Estamos viendo los efectos catastróficos de los grandes seísmos que está sufriendo Nepal: muerte, destrucción y desolación por doquier. Como hace años en Haití, o el supertifòn Haiyan (Yolanda) que asoló gran parte de Filipinas en noviembre de 2013. Azotes sobre países precarios, a medio hacer, algunos situados en lugares inverosímiles, devastados por las fuerzas ciegas de la naturaleza.
 
Tras estos enormes cataclismos suele actuar con desprendimiento la solidaridad internacional, sobre todo la de las naciones “ricas”, en particular las occidentales, lo cual reconcilia a uno con la humanidad, o con sectores determinados de la humanidad, y no le entran ganas de pedir al conductor del planeta que pare un instante “porque me pienso bajarme del mundo”, visto el comportamiento salvaje de no pocos grupos fanáticos.
 
El grueso de la ayuda suelen proporcionarla organismos oficiales de los países desarrollados que envían incluso maquinaria pesada para el desescombro de los edificios derrumbados y personal especializado para la búsqueda de supervivientes bajo las ruinas del siniestro. Una gran labor humanitaria que no se si la valoramos en toda su grandeza.
 
Hemos de mencionar también a las Cáritas de no pocos países, siempre dispuestas a socorrer las necesidades humanas, allí donde surjan.

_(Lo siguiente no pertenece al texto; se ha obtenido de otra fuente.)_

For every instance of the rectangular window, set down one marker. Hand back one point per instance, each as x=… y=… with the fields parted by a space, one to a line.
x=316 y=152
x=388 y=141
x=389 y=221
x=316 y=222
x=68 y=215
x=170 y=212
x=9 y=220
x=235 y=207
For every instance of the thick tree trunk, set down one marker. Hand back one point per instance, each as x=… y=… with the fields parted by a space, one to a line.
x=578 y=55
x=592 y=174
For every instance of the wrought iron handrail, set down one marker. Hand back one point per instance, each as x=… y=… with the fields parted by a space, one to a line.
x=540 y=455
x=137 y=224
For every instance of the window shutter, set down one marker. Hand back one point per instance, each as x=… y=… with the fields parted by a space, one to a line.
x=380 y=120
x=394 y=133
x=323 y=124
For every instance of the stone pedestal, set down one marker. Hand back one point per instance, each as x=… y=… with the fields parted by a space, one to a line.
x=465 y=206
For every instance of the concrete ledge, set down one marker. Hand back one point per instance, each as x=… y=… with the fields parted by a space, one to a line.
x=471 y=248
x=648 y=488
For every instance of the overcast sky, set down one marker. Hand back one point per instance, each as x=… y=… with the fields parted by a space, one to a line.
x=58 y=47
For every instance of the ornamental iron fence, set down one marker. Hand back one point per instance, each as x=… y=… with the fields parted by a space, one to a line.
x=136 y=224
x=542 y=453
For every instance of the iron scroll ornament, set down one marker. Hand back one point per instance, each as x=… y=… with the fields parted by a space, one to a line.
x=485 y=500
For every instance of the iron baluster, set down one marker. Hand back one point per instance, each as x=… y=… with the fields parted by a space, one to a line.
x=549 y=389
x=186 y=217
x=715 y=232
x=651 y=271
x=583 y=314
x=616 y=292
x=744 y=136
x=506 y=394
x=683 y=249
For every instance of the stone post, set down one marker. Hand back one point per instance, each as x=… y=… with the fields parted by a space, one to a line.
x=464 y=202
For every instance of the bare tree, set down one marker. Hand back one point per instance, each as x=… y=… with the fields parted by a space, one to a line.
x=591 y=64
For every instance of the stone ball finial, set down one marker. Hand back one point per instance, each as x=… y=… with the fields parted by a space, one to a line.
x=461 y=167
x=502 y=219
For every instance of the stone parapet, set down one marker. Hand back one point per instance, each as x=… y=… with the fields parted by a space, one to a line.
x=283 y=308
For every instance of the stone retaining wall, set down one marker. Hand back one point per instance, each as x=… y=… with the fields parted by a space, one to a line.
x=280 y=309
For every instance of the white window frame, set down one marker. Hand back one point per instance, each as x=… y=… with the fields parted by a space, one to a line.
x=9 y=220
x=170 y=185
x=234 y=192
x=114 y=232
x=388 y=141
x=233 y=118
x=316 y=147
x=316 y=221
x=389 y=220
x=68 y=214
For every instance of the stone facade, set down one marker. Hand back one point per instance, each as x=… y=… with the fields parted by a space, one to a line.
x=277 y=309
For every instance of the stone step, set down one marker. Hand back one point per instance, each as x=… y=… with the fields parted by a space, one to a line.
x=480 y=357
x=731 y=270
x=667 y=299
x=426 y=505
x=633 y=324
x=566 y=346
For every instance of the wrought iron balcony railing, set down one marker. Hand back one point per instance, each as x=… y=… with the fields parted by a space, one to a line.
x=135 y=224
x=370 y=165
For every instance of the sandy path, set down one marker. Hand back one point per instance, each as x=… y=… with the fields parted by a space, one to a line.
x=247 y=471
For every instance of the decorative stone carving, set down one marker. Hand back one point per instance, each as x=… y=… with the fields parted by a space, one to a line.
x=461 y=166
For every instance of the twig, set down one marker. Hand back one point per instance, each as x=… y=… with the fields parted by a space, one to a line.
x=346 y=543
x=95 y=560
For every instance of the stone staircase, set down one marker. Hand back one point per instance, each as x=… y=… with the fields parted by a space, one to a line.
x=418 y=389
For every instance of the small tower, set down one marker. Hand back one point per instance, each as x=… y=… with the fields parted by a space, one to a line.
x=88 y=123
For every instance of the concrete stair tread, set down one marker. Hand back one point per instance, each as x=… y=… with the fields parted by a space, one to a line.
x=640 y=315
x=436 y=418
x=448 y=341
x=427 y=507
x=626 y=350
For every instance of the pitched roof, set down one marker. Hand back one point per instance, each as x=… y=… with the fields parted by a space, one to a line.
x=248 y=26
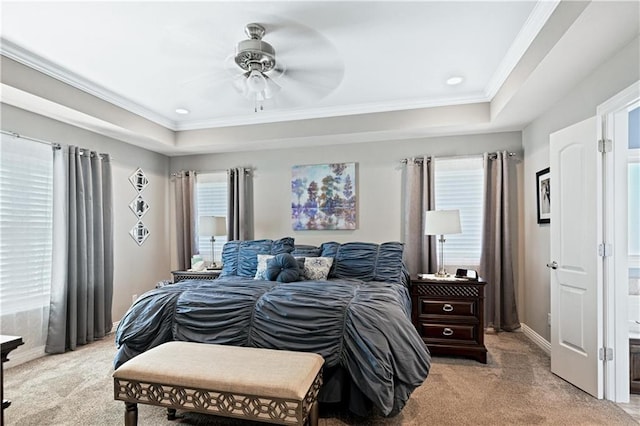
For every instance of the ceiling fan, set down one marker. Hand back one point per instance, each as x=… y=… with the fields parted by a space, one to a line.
x=257 y=59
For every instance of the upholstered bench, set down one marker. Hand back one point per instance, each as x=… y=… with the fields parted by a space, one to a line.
x=251 y=383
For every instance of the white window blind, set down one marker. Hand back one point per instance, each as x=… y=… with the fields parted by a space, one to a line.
x=459 y=185
x=211 y=189
x=26 y=208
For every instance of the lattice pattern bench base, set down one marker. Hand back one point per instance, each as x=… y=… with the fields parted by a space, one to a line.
x=249 y=383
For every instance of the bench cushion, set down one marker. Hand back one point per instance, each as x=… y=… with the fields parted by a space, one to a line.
x=253 y=371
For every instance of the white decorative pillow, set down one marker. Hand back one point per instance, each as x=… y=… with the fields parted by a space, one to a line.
x=317 y=268
x=261 y=272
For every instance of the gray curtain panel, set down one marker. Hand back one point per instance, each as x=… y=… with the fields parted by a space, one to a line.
x=418 y=191
x=239 y=204
x=82 y=284
x=496 y=262
x=186 y=210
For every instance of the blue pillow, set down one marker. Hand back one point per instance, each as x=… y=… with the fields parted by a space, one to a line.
x=302 y=250
x=366 y=261
x=283 y=268
x=241 y=257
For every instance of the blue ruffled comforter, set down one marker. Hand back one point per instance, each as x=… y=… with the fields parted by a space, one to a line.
x=363 y=327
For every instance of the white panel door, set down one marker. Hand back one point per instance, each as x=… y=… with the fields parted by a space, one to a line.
x=576 y=291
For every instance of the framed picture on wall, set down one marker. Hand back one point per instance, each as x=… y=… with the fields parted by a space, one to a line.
x=543 y=186
x=323 y=196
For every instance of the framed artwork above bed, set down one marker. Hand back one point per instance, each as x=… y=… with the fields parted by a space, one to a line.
x=323 y=196
x=543 y=187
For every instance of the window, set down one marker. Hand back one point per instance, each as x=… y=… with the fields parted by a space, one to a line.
x=26 y=227
x=459 y=185
x=211 y=192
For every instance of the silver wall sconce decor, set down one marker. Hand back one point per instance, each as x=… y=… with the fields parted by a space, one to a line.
x=139 y=206
x=139 y=233
x=139 y=180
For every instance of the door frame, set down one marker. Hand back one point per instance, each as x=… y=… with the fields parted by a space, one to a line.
x=616 y=273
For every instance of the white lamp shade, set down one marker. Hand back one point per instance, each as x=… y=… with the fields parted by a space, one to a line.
x=442 y=222
x=212 y=225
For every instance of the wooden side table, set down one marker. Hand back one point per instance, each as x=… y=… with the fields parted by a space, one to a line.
x=7 y=344
x=449 y=315
x=209 y=274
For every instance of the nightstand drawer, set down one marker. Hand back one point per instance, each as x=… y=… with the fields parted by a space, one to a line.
x=447 y=332
x=449 y=315
x=464 y=308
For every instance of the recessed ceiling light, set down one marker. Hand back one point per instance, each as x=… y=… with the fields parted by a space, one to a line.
x=454 y=81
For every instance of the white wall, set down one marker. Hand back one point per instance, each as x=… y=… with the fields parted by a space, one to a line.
x=137 y=268
x=612 y=76
x=379 y=180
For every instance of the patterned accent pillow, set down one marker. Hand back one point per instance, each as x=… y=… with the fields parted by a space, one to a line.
x=317 y=268
x=262 y=266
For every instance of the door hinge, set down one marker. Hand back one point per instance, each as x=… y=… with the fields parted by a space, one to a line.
x=605 y=354
x=604 y=250
x=605 y=145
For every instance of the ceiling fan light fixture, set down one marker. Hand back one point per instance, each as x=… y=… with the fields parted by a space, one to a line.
x=256 y=82
x=254 y=51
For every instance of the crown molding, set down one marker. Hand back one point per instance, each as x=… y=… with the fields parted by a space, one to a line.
x=13 y=51
x=536 y=20
x=264 y=117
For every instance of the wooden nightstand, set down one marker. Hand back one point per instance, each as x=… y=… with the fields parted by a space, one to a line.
x=449 y=315
x=209 y=274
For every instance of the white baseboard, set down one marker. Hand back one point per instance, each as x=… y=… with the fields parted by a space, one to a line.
x=536 y=338
x=20 y=357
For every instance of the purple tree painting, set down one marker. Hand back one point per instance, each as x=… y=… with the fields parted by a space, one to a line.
x=323 y=196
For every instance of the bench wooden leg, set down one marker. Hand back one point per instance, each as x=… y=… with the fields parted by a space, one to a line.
x=314 y=414
x=131 y=414
x=171 y=414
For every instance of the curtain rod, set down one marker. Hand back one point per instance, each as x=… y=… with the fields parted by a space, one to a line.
x=492 y=156
x=246 y=170
x=55 y=145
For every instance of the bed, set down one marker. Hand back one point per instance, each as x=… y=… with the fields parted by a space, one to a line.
x=349 y=303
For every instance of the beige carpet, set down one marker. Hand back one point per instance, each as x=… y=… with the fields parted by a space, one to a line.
x=514 y=388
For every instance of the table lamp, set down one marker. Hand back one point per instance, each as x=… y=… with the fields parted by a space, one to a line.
x=442 y=222
x=212 y=226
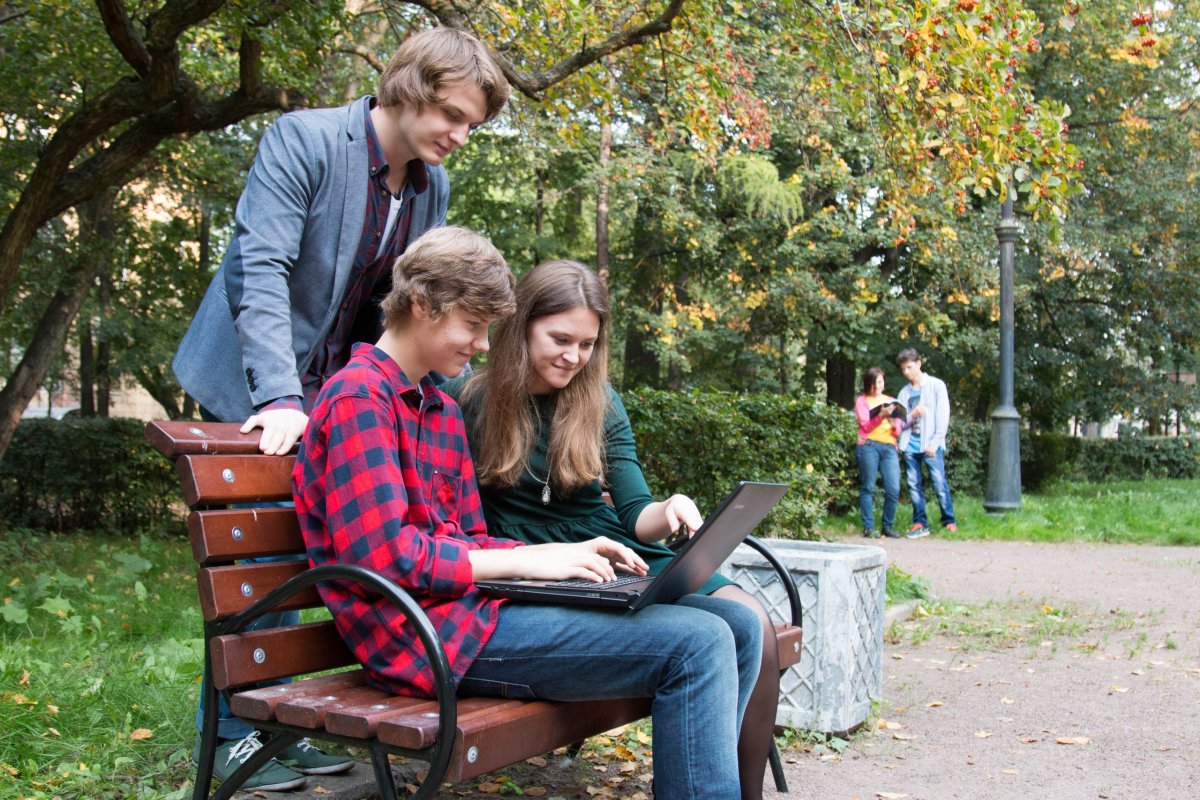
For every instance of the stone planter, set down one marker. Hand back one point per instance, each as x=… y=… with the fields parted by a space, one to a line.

Mas por desdicha, no todo es oro lo que reluce en tan ingente muestras de solidaridad internacional. Conozco un cura –lo conoce todo el mundo, aunque yo lo soporté personalmente-, que cuando ocurre alguna desgracia colectiva en cualquier parte del mundo, en seguida aparece en TV haciendo publicidad de su aportación, apenas unos cuantos fardos de productos más o menos básicos. Parece que desconoce aquello del Evangelio de que no sepa tu mano izquierda lo que hace la derecha.
 
Es sólo un caso, pero ilustrativo. Cuando la guerra de Irak –aquella de los americanos- allá se fue el cura este a llevar juguetes a los niños iraquíes, los pobrecitos, que no tenían con qué jugar. Aprovechó las cámaras de TV, a las que es muy aficionado, para poner de hoja de perejil a los malditos gringos y dejar constancia de sus devociones “sociatas”. (Lo he visto en algunos jolgorios del puño y la rosa). A mí me hizo una gracia inmensa, porque yo, niño de la guerra civil, nunca tuve un juguete de ninguna clase, ni siquiera una pelota de goma, aunque los chavales de mi calle nos pasábamos horas enteras jugado al fútbol con los “balones” de trapo que nosotros mismos nos fabricábamos. Y trenes con latas de sardinas vacías, que ni el AVE de ahora podría igualarlos. Y miren, ni fallecí ni me sentí desdichado, y aquí sigo para quebranto de la Caja de Pensiones de la Seguridad Social.
 
Ahora aparecen otros en TV como si fueran vendedores de crecepelo, exhibiendo el inevitable niño de la mosca o así, y pidiendo, por favor, diez euros al mes para evitar que este niño del anuncio se muera mañana, no más tarde, mañana exactamente. Y ¿quiénes son estos que piden con tanta premura salvar a John? No lo sé, aunque seguro que habrá quién lo sepa. Por supuesto una ONG, una del infinito número de ONGs que quieren redimir al mundo, pero con dinero ajeno. Habrá sin duda muchas ONGs que llevan a cabo un extraordinaria acción solidaria, pero ¿no se cuelan pícaros en medio de tanta generosidad?
 
¿Hay alguien con autoridad que vigile y controle a tantas ONGs supuestamente caritativas o filantrópicas como existen? “Organizaciones NO gubernamentales” que, la gran mayoría de ellas, por no decir todas, viven principalmente de las subvenciones de los gobiernos. Extraña manera de no ser gubernamental. El día que un plumilla audaz del periodismo de investigación, si es que existe, le hinque el diente a esto de las ONGs, conoceremos cada pastel... Hay mucha industria benefactora de los pobres, que no está claro si los beneficia o se beneficia de ellos. ¡Veríamos!